Sixth Grade Pen Pal and Mural Project
Leila Huff, Grade 6 Homeroom and Language Arts Teacher
Stevie Olson, Grade 6 Homeroom and Social Studies Teacher
Berhane Zerom, Grade 6 Homeroom and Math Teacher

In the first exchange of letters, BB&N students discussed the question: "How should we strive to communicate as global citizens?" To understand the question more deeply, the students broke it into two questions: "What is a global citizen?" and "How should we strive to communicate?"



Students reflected that being a global citizen meant respecting the people and world around you by being understanding. They thought that a global citizen has responsibilities to contribute to and participate in the well being of a community. He, she, or they must take action to improve the world and seek unity.  According to the students, a global citizen should strive to communicate with people around the world, empathize with them, and even meet them. A global citizen must listen and be in thoughtful while trying to connect to others. A global citizen must attempt to avoid bias that separates people while breaking down biases that already exist. A global citizen seeks to inform their own ignorance. A global citizen listens and seeks to apply what they learn.

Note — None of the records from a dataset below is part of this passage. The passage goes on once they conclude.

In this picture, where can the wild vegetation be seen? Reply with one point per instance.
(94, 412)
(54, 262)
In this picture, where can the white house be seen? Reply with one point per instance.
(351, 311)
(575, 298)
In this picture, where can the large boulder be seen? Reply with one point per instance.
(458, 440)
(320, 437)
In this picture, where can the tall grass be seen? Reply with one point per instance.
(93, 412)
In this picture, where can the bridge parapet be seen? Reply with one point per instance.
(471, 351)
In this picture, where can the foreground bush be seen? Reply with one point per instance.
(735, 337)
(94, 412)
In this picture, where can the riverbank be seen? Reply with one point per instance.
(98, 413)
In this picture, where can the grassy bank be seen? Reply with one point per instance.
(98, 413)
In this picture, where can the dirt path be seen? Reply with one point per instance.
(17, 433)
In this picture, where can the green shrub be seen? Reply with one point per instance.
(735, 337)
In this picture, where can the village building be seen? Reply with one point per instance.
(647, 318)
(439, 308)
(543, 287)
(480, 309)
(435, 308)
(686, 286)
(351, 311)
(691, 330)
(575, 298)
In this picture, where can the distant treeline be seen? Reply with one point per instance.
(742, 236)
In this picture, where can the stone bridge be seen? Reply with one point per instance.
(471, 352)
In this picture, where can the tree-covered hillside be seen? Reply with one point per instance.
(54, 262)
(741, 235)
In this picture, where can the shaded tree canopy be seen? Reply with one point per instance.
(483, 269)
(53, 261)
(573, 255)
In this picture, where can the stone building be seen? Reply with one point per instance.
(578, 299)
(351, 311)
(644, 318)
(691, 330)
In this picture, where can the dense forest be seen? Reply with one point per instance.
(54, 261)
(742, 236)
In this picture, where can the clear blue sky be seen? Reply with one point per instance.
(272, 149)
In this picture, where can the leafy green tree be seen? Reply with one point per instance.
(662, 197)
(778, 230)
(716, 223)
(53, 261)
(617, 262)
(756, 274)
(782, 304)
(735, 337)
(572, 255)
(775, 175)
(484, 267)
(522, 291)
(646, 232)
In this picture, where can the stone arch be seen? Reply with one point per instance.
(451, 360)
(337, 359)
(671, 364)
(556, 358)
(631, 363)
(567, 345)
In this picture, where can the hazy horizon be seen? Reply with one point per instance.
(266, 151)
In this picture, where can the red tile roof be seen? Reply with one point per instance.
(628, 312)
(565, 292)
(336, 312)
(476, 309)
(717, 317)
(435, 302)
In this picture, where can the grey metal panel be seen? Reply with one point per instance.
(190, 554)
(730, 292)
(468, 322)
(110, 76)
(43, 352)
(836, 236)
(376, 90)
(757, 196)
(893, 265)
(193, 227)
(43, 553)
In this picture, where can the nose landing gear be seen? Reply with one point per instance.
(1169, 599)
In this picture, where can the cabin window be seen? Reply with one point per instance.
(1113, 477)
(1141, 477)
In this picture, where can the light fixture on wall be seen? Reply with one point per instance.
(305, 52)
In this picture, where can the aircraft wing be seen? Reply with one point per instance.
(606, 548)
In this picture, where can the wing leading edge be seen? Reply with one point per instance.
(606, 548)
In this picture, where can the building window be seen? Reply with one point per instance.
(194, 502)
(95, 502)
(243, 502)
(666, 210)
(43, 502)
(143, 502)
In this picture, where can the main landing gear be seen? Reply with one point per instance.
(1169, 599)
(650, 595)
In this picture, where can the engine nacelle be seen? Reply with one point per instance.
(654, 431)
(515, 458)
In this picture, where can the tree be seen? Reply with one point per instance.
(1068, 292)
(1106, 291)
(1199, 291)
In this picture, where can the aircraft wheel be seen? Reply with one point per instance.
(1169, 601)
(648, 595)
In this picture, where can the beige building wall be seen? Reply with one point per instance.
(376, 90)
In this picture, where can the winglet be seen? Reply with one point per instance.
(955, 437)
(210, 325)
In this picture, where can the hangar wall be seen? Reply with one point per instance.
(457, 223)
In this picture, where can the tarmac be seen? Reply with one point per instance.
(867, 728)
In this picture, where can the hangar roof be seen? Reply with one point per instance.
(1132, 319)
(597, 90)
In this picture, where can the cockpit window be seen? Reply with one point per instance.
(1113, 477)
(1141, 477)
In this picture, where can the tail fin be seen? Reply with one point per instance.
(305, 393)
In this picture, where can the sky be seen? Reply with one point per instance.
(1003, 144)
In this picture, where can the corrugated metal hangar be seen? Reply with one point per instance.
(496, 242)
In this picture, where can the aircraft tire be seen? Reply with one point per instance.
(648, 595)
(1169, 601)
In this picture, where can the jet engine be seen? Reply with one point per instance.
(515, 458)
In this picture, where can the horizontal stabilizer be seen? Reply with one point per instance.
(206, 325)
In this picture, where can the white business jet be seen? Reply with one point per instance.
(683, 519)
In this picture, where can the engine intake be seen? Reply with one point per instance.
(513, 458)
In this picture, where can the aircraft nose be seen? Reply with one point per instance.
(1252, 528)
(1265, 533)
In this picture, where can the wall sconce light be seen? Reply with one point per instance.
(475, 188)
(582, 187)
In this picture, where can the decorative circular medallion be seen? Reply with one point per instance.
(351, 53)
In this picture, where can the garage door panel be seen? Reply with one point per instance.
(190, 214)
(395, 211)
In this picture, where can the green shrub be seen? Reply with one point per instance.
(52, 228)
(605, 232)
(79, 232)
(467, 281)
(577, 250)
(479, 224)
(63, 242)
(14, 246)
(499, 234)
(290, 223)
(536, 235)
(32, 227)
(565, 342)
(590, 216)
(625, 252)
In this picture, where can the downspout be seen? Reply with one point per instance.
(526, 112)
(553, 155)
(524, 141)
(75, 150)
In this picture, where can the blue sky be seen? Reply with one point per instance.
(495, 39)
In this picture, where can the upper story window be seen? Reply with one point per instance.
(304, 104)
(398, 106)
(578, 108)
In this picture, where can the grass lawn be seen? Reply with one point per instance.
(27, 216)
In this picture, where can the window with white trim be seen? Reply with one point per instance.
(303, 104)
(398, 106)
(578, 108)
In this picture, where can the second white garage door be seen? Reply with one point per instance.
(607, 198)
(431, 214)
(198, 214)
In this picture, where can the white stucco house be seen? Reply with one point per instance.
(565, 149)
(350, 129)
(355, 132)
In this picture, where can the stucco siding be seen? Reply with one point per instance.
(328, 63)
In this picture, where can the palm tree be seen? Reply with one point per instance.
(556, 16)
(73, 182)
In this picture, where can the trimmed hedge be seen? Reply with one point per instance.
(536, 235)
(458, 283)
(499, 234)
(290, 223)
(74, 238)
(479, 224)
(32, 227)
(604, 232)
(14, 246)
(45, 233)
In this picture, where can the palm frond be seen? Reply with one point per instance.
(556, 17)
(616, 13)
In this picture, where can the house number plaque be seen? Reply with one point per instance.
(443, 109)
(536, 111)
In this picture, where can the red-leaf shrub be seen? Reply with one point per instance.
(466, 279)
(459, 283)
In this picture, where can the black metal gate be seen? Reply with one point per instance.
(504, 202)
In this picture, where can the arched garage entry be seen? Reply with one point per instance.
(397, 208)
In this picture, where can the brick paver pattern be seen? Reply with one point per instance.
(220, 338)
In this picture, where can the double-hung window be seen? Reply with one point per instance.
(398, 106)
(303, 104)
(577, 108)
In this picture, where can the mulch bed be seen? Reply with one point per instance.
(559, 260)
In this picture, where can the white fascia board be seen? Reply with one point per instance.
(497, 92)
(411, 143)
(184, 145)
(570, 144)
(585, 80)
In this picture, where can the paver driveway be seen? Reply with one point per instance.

Some students reflected on how they felt after receiving letters back from their pen pals:
“It made me feel good because our pen pal was so eager to learn about us and for us to learn about her. She was so careful to answer all of our questions and ask plenty too.” –Caroline
“If I had met them for the first time in person [instead of writing to them], I would hold biases because I would think we didn't have many similarities. However, after reading this letter, I realize that they're very similar to us, and there isn't a difference between us even though society often labels us as coming from different groups.” –Colin
“I thought our pen pals would be very different people with different personalities. But, after reading the first letters, my pen pal seems a lot like me, and someone I would want to be friends with.” –Tait
“After reading the first letter, I realized we enjoy the same things because many stereotypes I know reinforce our differences." –Dylan
“I thought our pen pals would be very formal and proper because I didn't know what they teach you in an Islamic school. When I received my letter, my pen pal wrote in ‘text language’ and spoke just like me. Even though we have different religions, we still can have so many other similarities" –Charlotte
"We have so many similarities with our pen pal. This is surprising because I thought he would be very different from us" –Beau


Art for Social Change Slideshow


BB&N MS Guerrilla Artists Meet Public Art in Cambridge
Sasha Bergmann, MS 3D Art Teacher

Visit the Art for Social Change slideshow presented to the Middle School faculty in March 2017.

Friday, April 7, 2017

How should people strive to communicate as global citizens?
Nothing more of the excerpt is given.